By this narrative confidence in Gehazi is somewhat unexpectedly and rudely shaken. The active, zealous servant stands confessed a liar and a thief. Gehazi’s sin branched out in different directions. By his falsehood he deceived Naaman and misrepresented Elisha; he not only told a lie, but told a lie about another man, and that man his master and friend. Further, he brought true religion into disrepute; for it was not a time (2Ki 5:26) for a servant of God to allow any commercial idea to be associated with the prophet’s work in the mind of the Syrian general to whom God’s power had been so strikingly manifested and when many for worldly gain pretended to be prophets. But while Gehazi’s sin had ats various ramifications, its one root was covetousness, "the love of money (which) is a root of all kinds of evil" (1Ti 6:10).
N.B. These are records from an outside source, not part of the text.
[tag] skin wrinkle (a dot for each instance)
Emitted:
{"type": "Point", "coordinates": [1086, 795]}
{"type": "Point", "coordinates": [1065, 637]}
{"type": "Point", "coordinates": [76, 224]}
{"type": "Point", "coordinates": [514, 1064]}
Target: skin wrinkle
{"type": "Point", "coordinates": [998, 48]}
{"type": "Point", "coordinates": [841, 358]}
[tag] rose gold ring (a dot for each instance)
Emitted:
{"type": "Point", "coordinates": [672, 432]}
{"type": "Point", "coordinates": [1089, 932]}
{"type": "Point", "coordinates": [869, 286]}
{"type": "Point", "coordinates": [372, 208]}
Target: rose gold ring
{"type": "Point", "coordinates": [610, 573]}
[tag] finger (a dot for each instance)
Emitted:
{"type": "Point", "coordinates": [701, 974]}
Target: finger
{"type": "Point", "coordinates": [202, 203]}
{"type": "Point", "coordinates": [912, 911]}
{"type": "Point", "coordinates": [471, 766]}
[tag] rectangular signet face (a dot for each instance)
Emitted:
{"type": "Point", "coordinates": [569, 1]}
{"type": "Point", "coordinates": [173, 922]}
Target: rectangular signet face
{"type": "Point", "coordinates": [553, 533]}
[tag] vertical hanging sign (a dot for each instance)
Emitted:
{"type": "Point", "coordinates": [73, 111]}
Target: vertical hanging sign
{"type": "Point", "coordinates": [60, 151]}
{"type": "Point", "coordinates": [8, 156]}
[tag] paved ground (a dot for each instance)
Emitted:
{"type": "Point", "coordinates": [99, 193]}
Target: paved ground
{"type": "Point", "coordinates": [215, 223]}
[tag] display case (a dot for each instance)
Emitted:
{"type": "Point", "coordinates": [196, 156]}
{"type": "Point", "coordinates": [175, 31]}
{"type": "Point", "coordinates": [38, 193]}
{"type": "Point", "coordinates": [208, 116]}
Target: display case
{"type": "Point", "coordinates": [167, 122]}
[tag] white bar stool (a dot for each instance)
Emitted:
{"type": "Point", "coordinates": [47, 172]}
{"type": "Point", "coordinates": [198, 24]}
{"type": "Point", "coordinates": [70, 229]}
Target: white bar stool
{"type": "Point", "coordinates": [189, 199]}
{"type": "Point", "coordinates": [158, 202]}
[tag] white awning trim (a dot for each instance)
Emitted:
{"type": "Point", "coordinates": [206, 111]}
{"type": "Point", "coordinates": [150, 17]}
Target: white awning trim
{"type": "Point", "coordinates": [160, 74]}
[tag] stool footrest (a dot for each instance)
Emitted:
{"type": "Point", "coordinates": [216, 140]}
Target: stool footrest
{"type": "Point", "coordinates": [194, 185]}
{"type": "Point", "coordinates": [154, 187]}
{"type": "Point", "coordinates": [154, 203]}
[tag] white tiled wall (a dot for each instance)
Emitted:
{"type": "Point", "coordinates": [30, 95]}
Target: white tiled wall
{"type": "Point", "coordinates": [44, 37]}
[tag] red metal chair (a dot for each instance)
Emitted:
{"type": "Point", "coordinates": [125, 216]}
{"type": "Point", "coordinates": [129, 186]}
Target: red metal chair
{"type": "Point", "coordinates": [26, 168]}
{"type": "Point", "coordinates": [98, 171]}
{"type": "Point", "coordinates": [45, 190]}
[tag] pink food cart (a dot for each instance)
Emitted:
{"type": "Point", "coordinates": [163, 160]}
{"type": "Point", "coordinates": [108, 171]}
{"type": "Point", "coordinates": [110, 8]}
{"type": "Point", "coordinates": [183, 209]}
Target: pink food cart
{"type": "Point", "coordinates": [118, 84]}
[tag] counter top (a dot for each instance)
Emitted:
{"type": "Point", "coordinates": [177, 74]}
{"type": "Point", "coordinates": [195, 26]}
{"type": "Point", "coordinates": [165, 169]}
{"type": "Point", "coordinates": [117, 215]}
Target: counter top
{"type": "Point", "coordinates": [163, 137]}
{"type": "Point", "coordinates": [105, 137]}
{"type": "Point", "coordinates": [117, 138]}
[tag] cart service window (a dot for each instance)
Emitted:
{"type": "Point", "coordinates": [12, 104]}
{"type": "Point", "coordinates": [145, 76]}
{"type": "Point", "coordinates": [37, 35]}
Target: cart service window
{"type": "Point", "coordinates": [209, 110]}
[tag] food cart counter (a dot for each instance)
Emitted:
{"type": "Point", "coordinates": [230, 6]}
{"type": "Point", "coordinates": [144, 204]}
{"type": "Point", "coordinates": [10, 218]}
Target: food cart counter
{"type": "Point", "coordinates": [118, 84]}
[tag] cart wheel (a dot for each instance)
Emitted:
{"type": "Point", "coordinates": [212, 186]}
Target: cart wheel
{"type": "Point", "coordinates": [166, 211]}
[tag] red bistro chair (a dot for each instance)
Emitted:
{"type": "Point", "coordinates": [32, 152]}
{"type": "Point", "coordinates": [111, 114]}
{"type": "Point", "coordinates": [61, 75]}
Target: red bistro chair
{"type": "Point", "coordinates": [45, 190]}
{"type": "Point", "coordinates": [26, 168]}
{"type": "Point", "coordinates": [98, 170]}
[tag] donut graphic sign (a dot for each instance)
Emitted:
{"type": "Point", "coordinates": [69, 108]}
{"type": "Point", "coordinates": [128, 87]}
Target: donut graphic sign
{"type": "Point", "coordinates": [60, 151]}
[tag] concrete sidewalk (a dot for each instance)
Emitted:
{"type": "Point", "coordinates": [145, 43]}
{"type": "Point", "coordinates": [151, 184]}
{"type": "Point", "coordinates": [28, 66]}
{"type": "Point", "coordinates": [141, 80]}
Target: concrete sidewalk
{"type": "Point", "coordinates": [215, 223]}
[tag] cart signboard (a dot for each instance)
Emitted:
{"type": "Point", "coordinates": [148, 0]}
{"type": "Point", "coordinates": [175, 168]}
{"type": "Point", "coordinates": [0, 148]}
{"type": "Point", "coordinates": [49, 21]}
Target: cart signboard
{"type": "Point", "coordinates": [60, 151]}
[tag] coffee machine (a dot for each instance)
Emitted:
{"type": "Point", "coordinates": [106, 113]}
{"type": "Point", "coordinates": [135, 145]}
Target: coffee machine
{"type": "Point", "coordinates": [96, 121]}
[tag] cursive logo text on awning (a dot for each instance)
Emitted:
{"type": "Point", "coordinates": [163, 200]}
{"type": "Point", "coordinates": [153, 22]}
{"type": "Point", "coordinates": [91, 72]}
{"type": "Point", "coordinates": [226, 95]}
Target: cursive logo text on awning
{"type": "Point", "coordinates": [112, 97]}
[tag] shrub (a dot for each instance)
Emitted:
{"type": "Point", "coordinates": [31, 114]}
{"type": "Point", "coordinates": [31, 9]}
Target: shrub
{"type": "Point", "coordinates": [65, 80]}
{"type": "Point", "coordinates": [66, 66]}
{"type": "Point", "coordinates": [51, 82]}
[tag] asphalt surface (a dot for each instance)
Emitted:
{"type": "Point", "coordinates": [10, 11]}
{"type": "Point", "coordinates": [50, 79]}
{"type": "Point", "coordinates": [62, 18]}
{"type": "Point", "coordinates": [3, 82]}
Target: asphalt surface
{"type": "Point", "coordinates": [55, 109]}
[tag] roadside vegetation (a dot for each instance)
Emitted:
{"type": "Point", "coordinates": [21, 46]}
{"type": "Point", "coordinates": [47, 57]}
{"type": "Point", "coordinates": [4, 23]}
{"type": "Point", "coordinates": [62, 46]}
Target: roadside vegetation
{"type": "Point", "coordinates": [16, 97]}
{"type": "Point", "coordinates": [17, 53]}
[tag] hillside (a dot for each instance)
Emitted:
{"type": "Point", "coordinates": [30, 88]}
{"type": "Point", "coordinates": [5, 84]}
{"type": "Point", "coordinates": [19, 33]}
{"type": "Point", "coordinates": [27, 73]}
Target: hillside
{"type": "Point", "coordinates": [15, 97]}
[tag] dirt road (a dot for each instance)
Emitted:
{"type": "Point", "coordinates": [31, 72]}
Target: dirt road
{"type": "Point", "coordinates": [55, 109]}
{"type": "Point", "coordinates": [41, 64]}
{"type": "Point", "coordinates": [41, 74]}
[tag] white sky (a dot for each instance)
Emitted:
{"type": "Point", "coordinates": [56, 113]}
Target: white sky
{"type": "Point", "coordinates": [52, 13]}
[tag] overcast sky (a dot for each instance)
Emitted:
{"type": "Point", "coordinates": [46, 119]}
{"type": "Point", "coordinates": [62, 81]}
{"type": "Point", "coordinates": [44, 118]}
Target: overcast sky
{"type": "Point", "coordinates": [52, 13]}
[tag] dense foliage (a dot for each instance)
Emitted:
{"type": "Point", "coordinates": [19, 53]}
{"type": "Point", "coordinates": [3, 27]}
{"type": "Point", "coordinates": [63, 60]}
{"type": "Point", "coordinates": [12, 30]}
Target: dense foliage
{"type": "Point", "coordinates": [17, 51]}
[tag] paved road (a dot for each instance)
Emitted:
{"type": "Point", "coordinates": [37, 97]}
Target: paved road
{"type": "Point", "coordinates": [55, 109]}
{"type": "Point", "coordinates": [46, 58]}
3. His Probable Repentance:

Once more Gehazi is mentioned (2Ki 8:1-6) as having been summoned, leper though he was, by King Jehoram to give him an account of all the great things Elisha had done. And when he came to the story of the restoration of the Shunammite’s child to life, the woman herself appeared before the king along with her son, craving to be reinstated in her house and land of which she had been dispossessed during her seven years’ absence from her native country in a time of famine. Gehazi testified to the identity of both mother and son, with the result that the king at once ordered the restoration not only of all her former possessions, but also of all the profits her land had yielded during her sojourn in Philistia.

The appearance and conduct of Gehazi on this occasion give some ground for the hope that he had repented of his sin and could now be trusted to speak the truth; and the pleasure he seemed to take in rehearsing the wonderful deeds of a master who, though kind and indulgent to a stranger, was hard upon him, may even warrant the belief that in his earlier days there was some good thing in him toward his master’s God. If also, as has been indicated above, the word used in 2Ki 4:43 (meshareth) applies to him--the same as is applied to Elisha (1Ki 19:21)--we may be the more readily inclined to see in the history of Gehazi how one besetting sin may prevent a man from taking his natural place in the succession of God’s prophets. Let us hope, however, that though Gehazi became a "lost leader," "just for a handful of silver," he was yet saved by a true repentance from becoming a lost soul.